Additionally, a greater amount of transparency can help your business keep health insurance plan costs down. In the traditional insurance market, prices are generally set in relation to the industry, as opposed to the company’s loss history or individual trends. With a captive plan, your firm’s loss history and individual trends are a foundational piece of the pricing of your policy.
Due to this fact, your business can purchase insurance in a wholesale manner rather than a retail manner. Purchasing wholesale allows you to cut out the middlemen who increase costs to cover their overhead. But, because you own the insurance company, you can use your claims data to demonstrate the stability of your plan and avoid huge renewal increases.
4. Reduced Costs
One of the most significant advantages of a captive health insurance plan is its ability to reduce your company’s healthcare spend. The first way a captive health policy can save your business money is by reducing your fixed healthcare dollars. Under a fully-insured policy, plan costs are 100 percent fixed.
Keeping your insurance plan’s fixed costs at 100 percent means if you have low claims, the insurers keep the profit, and if you have high claims, you get a severe renewal increase. Under a captive solution, you may see your fixed costs fall as low as 20 to 35 percent of your total healthcare spend. This percentage means the remaining 65 – 80 percent of your expenses are made up of variable claim payments.
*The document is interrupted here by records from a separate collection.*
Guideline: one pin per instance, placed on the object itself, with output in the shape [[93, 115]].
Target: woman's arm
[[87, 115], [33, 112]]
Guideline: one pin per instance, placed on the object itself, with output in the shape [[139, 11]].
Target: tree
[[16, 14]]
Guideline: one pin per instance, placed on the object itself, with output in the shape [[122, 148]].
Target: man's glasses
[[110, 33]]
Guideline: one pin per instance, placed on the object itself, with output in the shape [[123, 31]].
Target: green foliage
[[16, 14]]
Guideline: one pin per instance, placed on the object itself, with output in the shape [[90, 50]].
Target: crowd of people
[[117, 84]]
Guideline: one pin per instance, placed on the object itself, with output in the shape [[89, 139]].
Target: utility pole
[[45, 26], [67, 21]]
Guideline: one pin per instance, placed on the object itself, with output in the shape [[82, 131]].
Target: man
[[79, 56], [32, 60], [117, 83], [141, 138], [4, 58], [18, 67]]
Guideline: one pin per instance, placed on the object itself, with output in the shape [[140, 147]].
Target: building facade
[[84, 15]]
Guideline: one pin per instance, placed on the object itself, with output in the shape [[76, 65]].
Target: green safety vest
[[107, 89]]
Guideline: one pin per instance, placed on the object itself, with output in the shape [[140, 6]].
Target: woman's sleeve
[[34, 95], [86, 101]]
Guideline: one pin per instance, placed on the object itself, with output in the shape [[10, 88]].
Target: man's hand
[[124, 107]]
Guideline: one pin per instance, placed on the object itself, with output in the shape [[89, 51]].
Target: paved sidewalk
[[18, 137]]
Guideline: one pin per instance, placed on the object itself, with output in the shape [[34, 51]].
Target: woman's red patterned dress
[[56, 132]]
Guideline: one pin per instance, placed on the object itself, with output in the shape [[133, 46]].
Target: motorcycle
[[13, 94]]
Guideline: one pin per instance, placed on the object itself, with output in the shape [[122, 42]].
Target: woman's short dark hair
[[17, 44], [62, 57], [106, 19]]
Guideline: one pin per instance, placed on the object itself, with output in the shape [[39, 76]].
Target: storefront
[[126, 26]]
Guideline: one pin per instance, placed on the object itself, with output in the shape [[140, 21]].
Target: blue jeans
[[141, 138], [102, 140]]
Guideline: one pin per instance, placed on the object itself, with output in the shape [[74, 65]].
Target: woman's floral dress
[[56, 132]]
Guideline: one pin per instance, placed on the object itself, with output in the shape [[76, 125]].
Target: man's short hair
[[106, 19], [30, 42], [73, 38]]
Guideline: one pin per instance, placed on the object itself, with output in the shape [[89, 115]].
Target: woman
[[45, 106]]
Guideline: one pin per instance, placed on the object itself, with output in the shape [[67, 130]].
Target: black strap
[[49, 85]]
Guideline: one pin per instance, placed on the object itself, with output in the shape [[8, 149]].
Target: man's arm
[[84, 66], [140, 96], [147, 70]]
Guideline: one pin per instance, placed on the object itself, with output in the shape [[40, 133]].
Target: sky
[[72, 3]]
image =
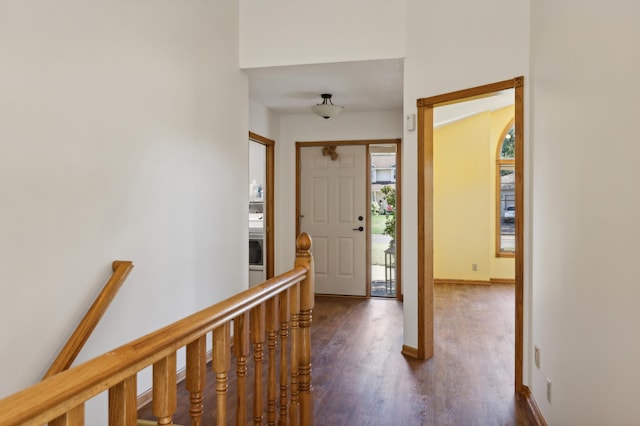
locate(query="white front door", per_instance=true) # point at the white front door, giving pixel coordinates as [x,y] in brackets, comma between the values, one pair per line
[333,210]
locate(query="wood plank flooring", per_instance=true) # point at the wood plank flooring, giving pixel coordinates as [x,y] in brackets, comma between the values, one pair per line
[361,378]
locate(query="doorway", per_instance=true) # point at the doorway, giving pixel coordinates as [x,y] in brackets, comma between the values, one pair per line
[426,108]
[261,202]
[334,205]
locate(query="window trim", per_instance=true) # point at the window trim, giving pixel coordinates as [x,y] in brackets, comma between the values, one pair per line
[499,163]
In other words, employers can retain up to 80 cents of every dollar they invest in their healthcare plan.
Cons of a Captive Health Plan
As with any decision, there are several downsides, or potential downsides, to choosing a captive health insurance program.
1. Your Capital is at Risk
The number one disadvantage of a captive insurance plan is the fact your company must put its own capital at risk. Anyone wishing to purchase a captive policy of their own must be able and willing to, invest their own resources into the policy. Plus, there’s always a chance you underestimate your necessary protection level and must quickly raise more capital to cover your claims.
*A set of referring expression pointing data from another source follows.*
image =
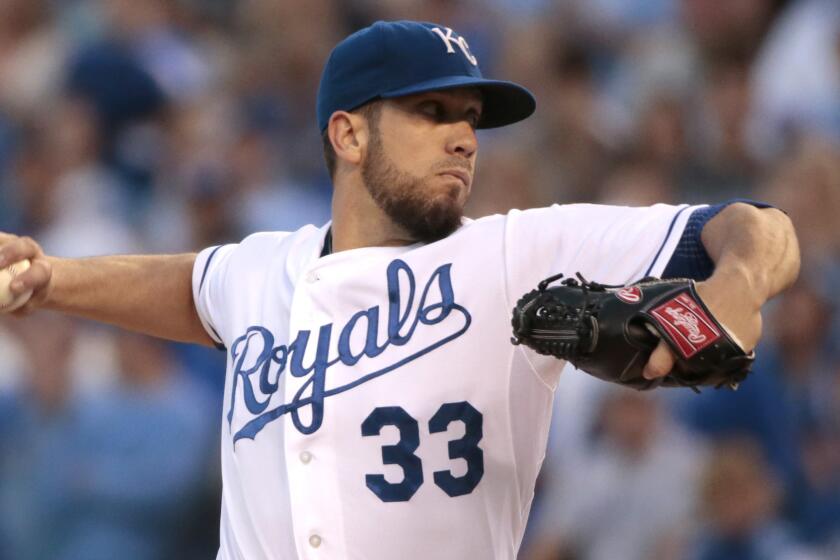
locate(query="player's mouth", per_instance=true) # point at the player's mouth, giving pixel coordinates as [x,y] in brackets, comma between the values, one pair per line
[461,174]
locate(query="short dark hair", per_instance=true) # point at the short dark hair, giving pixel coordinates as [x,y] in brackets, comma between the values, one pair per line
[369,111]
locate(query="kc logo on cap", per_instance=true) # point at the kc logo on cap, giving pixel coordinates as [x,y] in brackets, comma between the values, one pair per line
[392,59]
[450,38]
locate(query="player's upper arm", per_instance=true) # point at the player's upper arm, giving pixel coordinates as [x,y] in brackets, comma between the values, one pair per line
[607,244]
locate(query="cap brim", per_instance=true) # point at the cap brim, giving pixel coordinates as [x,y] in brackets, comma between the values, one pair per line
[504,102]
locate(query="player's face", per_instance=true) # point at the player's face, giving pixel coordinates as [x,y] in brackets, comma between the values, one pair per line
[421,158]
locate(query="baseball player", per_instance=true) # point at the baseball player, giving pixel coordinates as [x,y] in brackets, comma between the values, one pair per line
[374,406]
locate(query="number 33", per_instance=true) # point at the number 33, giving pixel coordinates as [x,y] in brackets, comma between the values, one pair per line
[402,453]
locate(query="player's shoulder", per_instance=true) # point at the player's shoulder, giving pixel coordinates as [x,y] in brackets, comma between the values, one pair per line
[269,242]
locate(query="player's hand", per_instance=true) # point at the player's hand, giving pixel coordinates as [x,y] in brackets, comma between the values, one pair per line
[729,297]
[38,277]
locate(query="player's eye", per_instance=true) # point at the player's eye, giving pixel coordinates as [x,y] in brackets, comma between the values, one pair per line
[432,109]
[473,118]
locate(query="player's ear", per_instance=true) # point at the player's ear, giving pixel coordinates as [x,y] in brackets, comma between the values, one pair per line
[348,134]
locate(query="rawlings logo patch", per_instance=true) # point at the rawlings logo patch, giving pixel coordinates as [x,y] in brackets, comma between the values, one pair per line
[687,324]
[631,294]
2. Quality of Service Issues
As we’ve covered, captive insurance is a self-based product. Because you’re responsible for the operation of your captive, the quality of service is often dependent on the insurer’s personal efforts. Your firm may utilize a third-party administrator to manage the captive, but this may still result in inadequate or inconsistent service.
3. Barriers to Entry and Exit
The final con to a captive insurance arrangement is the possibility of barriers to entry and/or exit. Sometimes these policies can be difficult to purchase compared to what’s available on the open insurance market. Also, some of the same barriers to entry, exist for those seeking to leave their captive insurance. These barriers are designed to prevent unwanted changes to the insured pool but may make it more challenging to enter or leave the captive plan.
A captive insurance plan may not be for everyone. But, if you examine the pros and cons and determine the advantages outweigh the disadvantages, you should act right away. Any delay in your switch could cost your employees and your business as a whole.
Plus, according to a 2014 white paper from Willis Towers Watson, the average captive arrangement returned an annual surplus of 5.1 percent. Similarly, the median captive return was even higher at 11.3 percent.
So, when it comes to changing your health plan, don’t be held captive by your fully-insured health program. Invest in a captive insurance plan and free yourself from traditional insurance’s shackles.